Hitro Okesene

Personal information
- Full name: John Haitrosene Okesene
- Born: 22 September 1970 (age 55) Auckland, New Zealand

Playing information
- Height: 180 cm (5 ft 11 in)
- Weight: 125 kg (19 st 10 lb)
- Position: Prop, Hooker
Club
| Years | Team | Pld | T | G | FG | P |
| 1980–93 | Manukau |  |  |  |  |  |
| 1989–92 | Carlisle | 68 | 17 | 3 | 0 | 74 |
| 1994 | Counties Manukau | 23 | 3 | 0 | 0 | 12 |
| 1995–97 | Auckland Warriors | 22 | 2 | 0 | 0 | 8 |
| 1998 | Hull Sharks | 22 | 0 | 0 | 0 | 0 |
| 1999 | Featherstone Rovers | 32 | 3 | 0 | 0 | 12 |
| 2000 | XIII Catalan |  |  |  |  |  |
| 2001–03 | Workington Town | 93 | 10 | 0 | 0 | 40 |
|  | Total | 260 | 35 | 3 | 0 | 146 |
Representative
| Years | Team | Pld | T | G | FG | P |
| 1988–89 | Western Samoa | 1 | 0 | 0 | 0 | 0 |
| 1992–97 | American Samoa | 7 | 2 | 0 | 0 | 0 |
| 1990–94 | Auckland | 9 | 1 | 1 | 0 | 6 |
| 1994–95 | New Zealand | 5 | 1 | 0 | 0 | 4 |

Coaching information
Club
| Years | Team | Gms | W | D | L | W% |
| 2003–05 | Ellenborough RLFC |  |  |  |  |  |
- Source:
- Relatives: Paul Okesene (brother)

= Hitro Okesene =

New Zealand & Samoa international rugby league footballer and coach

John Haitrosene "Hitro" Okesene (/haɪtroʊ oʊkəsiːni/) (born 22 September 1970), also known by the nickname "Nitro", is a former professional rugby league footballer who played in the 1990s and 2000s and represented three countries; Western Samoa, American Samoa and New Zealand.

==Background==
He was born in Auckland, New Zealand. His brother Paul also played international rugby league.

==Playing career==
His early years saw him play in both Auckland competitions, for the Manukau club, and for Carlisle in the English competition during the New Zealand off-season. In 1994 he captained the Counties Manukau Heroes in the Lion Red Cup, and in 1995 was part of the inaugural Auckland Warriors squad. He stayed with Auckland for another two seasons before moving the England to play in the Super League. He played for both the Hull Sharks and Featherstone Rovers before settling at lower division club, Workington Town. There, as in Auckland, he became a cult figure.

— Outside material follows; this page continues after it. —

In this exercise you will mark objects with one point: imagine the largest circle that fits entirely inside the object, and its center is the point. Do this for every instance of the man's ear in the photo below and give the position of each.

===Representative career===
Okesene was a Junior Kiwi in 1988 and 1989. In 1988 he also represented Western Samoa in the Pacific Cup. He later represented American Samoa at the 1992 Pacific Cup alongside his brother Paul.

He played at either or and represented the New Zealand on five occasions both on the 1994 tour of Australia and Papua New Guinea, and at the 1995 Rugby League World Cup.

==Retirement==
In 2003 he retired due to knee troubles and became coach of the Ellenborough Rangers who competed in the Cumbria Amateur Rugby League. He was replaced in 2005 but remains in Cumbria, working in the construction industry.

==Personal life==
Okesene now resides in Cumbria with his wife Donna and three children: Shakayla, Giovanna and Lerocco.